We've talked about why you should not write custom code for SharePoint 2010, now let's consider the reasons why you should (or could) write custom code.
My recent article: 3 Reasons to Not Write Custom Code for SharePoint 2010 caused some debate both here on CMSWire, and further afield on the web. In it I discussed the key reasons that you shouldn’t be writing custom code for SharePoint. In a nutshell I argued:
- 90% of problems can be solved using out of the box functionality
- Writing custom code is not for the faint hearted or ill prepared
- Custom code imposes an unnecessary shelf life on your solution
I concluded by saying it was wise to think twice before firing up Visual Studio. So what if you think twice and still want to write custom code? When is it appropriate? Well I think there are three clear areas where custom code is OK.
1. Branding and Design
Everyone wants to brand their Intranet. SharePoint systems are no different. I have argued before that branding is a balancing act and too much is a bad thing. But a sufficient level of branding can be perfectly sensible and can actually enhance a portal or Intranet. Making an Intranet on brand will give users a warm fuzzy feeling from that start. It can help tie the tool in with other systems and offer a uniform interface. It can present familiarity, and even corporate authority.
Extranets and such have an even stronger case for branding. Their use is typically by external staff, contractors or freelancers. Exposing these people to your brand can help build awareness, and can give direction over what a system is for and what it does.
Custom code to achieve these aims is fine. As stated, I would advise caution, and not treat your Intranet/Extranet as a website. I wouldn’t overly customise it, nor would I move too far away from the standard look and feel. But a custom master page or two, logos and background images, and maybe a custom navigation, can all work in the system's favour.
2. Interfacing with Line of Business Systems (LOB)
A common use of SharePoint is as the ‘glue’ between multiple systems, an interface between existing line of business systems and newer SharePoint based functionality. These applications can be interfaced with in a number of ways.
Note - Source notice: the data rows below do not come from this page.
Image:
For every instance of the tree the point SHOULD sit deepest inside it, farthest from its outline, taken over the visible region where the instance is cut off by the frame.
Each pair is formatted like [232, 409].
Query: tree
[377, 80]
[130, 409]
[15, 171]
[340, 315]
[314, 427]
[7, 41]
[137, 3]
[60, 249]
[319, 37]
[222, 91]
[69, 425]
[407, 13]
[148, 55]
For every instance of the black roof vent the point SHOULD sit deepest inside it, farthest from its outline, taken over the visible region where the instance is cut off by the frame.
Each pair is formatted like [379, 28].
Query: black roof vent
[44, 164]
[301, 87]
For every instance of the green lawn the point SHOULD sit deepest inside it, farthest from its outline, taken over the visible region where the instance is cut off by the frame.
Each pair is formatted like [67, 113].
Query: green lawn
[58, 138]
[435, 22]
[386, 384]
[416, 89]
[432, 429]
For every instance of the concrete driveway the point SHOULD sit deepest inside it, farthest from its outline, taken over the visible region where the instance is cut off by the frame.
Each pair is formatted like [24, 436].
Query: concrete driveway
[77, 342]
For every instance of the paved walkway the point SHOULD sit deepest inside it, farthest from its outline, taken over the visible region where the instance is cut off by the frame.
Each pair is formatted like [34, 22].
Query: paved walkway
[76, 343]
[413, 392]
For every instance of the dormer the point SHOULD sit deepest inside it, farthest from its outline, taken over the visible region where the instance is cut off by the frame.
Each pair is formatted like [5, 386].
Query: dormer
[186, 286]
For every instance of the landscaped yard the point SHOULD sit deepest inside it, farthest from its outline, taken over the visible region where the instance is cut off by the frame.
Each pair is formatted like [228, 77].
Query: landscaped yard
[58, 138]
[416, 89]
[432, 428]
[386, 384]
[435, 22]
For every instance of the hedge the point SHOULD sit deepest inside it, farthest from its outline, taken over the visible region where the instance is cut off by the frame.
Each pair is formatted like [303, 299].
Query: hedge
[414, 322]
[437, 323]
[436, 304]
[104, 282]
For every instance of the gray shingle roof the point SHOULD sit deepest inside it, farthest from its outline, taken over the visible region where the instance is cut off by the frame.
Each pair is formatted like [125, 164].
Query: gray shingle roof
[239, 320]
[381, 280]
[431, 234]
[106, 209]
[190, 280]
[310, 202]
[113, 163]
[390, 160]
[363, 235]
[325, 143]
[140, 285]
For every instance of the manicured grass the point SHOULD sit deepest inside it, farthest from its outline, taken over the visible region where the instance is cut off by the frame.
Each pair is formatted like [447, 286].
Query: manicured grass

Friendly ‘out of the box’ ways include Excel and Access services, but particularly ‘business connectivity services’ (formally the ‘business data catalogue’) and its related web-parts. (Check out: 4 Ways to Integrate External Content with SharePoint 2010)
But sometimes custom code needs to be written to communicate with these systems. Maybe they are difficult to create connections to, or require custom web-parts to display their data and outputs. Maybe SharePoint is to act as a full read/write terminal to an old system. Business connectivity services will get you so far, but more complex requirements like these will require your own code.
Functionality such as this is often key to the success of portal or Intranet projects. If a slew of custom code is required to get the old back office talking to the new back office, then it may well be worth the investment. That is until you retire those systems and move the functionality naively into SharePoint.
3. The Limits of SharePoint
I’ll admit that sometimes you will hit the limits of what SharePoint can do. You need a web-part to read out the time in 13 different countries whilst displaying photos of the CEO's holiday. Or more likely your client has some very bespoke business requirement that no one has yet solved. I would still strongly advise you consider solving 70% of their problem using out of the box functionality, if possible.
But we live in a far from perfect world. Sometimes clients demand it all, even when we know better, and custom code is the answer. Just promise me you're not going to spend your time building yet another weather web-part. This problem has been solved, it's called a ‘window’.